Intermittent UMP timeout/failure issues after upgrade

book

Article ID: 198554

calendar_today

Updated On:

Products

NIMSOFT PROBES DX Infrastructure Management

Issue/Introduction

Since we upgraded from UIM v 8.51 > 9.20 > 20.10, we have been seeing frequent (several times a day -- we have received multiple complaints from our Operations team and clients with web portal access) intermittent issues with the UMP. The page will fail to load, often requiring a restart of the web server's Nimsoft robot.

UIM v 9.x or higher, 20.10
Hub v 9.30
Robot v 9.30
wasp probe v9.20/20.10

Cause

- backend DB issue/SQL Server resources

Environment

Release : 20.1

Component : UIM - UMP

Resolution

Based on the logs and results,

SQL state [S0001]; error code [8645]; A timeout occurred while waiting for memory resources to execute the query in resource pool 'default' (2). Rerun the query.; nested exception is com.microsoft.sqlserver.jdbc.SQLServerException: A timeout occurred while waiting for memory resources to execute the query in resource pool 'default' (2). Rerun the query.

it appears that there was a backend DB issue with a long running query exhausting available memory/memory buffer, e.g., backups.

UIM DB-> MS SQL Server 2014 Enterprise 64-bit

Please have your DBA check for memory pressure and adjust/increase memory dedicated to SQL Server if necessary.
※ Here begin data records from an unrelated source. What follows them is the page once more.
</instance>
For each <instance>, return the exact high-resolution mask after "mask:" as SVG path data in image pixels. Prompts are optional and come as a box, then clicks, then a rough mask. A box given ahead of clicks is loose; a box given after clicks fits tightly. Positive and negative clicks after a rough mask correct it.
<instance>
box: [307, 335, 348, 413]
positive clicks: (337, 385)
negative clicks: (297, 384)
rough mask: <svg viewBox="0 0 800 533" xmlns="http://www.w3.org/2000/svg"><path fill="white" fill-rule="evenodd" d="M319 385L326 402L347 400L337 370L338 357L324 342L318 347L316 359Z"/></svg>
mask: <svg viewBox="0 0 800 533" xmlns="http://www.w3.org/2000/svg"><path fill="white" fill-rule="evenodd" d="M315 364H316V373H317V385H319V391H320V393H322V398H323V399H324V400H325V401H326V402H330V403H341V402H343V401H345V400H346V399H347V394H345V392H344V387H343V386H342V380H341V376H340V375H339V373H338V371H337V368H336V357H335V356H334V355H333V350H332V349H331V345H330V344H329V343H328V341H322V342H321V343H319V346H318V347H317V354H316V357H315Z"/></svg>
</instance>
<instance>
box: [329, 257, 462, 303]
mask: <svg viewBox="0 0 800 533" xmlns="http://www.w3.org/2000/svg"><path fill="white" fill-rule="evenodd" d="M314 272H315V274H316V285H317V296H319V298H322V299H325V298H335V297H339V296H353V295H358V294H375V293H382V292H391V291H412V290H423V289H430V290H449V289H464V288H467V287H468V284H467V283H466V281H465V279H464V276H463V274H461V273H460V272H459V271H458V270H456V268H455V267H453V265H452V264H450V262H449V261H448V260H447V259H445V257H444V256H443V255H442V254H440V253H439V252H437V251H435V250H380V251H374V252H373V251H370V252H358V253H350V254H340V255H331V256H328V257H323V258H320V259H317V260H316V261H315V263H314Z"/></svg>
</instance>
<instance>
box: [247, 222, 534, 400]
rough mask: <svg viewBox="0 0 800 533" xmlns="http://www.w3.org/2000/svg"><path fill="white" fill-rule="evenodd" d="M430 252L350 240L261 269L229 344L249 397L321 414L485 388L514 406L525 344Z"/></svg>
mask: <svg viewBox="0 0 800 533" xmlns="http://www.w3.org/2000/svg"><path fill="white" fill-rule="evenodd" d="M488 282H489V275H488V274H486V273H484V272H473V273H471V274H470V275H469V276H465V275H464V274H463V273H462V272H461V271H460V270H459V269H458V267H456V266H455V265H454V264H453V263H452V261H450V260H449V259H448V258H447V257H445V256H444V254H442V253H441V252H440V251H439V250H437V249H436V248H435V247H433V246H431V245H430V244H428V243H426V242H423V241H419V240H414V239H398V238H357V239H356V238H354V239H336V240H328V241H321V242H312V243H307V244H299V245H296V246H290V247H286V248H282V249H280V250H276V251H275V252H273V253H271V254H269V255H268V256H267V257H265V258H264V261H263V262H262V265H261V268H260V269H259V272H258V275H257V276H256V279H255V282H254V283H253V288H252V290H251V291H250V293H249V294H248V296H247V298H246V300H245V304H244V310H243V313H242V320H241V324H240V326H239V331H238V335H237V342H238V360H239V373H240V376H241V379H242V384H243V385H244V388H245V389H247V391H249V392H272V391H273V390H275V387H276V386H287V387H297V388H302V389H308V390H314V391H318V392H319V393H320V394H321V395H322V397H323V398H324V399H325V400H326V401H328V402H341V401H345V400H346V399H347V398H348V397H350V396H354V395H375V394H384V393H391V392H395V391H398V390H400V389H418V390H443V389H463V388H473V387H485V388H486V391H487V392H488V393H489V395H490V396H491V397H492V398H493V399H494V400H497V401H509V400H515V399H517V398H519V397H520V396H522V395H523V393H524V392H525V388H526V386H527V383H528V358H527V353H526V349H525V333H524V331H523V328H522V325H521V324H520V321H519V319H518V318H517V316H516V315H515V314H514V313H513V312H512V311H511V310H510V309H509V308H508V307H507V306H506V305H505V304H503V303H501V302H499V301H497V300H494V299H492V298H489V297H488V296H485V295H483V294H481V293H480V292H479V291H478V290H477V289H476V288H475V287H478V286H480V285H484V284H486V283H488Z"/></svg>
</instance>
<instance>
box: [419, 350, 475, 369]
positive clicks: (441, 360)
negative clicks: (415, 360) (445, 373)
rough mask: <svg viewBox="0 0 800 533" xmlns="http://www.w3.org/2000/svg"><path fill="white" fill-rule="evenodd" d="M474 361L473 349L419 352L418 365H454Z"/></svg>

SQL Server Profiler will tell you which query is taking up the most memory/resources at the time in which you are seeing intermittent connectivity or failures in UMP/UMP response.

You might want to also check the MS SQL Server transaction logs during the time of the issue with intermittent response from UMP.

References:
http://udayarumilli.com/script-to-monitor-sql-server-memory-usage/

https://www.brentozar.com/blitz/memory-grants/

You can run queries like the following but a DBA should test for 'memory pressure.'

SELECT type, SUM(multi_pages_kb)
FROM sys.dm_os_memory_clerks
WHERE multi_pages_kb <> 0
GROUP BY type
ORDER BY SUM(multi_pages_kb) DESC

SELECT type,
SUM(single_pages_kb) as [Single Pages],
SUM(multi_pages_kb) as [Multi Pages]
FROM sys.dm_os_memory_clerks
GROUP BY type

Also, min/max for java memory should never be more than 2GB diff. We noticed that wasp was set to 4GB ad 16GB respectively. If wasp can use up to 16 GB then the min should be set to 14GB to minimize garbage collection.